Elena Grewal writes:
I am currently using the iterative regression imputation model as implemented in the Stata ICE package. I am using data from a survey of about 90,000 students in 142 schools and my variable of interest is parent level of education. I want only this variable to be imputed with as little bias as possible as I am not using any other variable. So I scoured the survey for every variable I thought could possibly predict parent education. The main variable I found is parent occupation, which explains about 35% of the variance in parent education for the students with complete data on both. I then include the 20 other variables I found in the survey in a regression predicting parent education, which explains about 40% of the variance in parent education for students with complete data on all the variables.
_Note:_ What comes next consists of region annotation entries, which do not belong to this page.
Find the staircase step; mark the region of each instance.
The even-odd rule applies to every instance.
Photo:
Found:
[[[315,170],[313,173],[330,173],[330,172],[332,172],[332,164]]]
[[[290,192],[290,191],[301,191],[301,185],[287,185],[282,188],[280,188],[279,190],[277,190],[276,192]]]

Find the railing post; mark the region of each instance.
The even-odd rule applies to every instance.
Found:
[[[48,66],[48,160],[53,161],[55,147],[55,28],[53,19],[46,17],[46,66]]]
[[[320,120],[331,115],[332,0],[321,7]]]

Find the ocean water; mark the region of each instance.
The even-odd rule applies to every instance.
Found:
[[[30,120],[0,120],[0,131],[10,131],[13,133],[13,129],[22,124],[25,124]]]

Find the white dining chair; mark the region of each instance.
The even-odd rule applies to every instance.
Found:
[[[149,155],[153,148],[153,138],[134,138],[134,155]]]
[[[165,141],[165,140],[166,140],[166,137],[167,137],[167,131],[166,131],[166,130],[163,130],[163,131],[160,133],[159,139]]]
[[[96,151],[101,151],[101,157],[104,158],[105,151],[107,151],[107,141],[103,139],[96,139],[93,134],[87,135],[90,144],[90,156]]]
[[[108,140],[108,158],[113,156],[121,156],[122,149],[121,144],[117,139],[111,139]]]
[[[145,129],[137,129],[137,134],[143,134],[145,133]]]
My question is this: many of the other variables I found have more missing values than the parent education variable, and also, although statistically significant predictors in the complete case sample, have very small coefficients. Is this a problem? Is my method of including all the variables that were statistically significant predictors in the imputation model a valid strategy for deciding what to include in the imputation?
Your imputation plan seems reasonable. To check it, you can do some cross-validation: randomly remove 1/5 (say) of the observations for your variable of interest, run the algorithm, then compare the held-out values to the random imputations. We did some of this in our 1998 paper but I still haven’t gotten around to formalizing the method.
The cross-validation check won’t save you if you have serious nonignorable missingness (for example, large values more likely than small values to be misreported), but it can be thought of as a minimal check.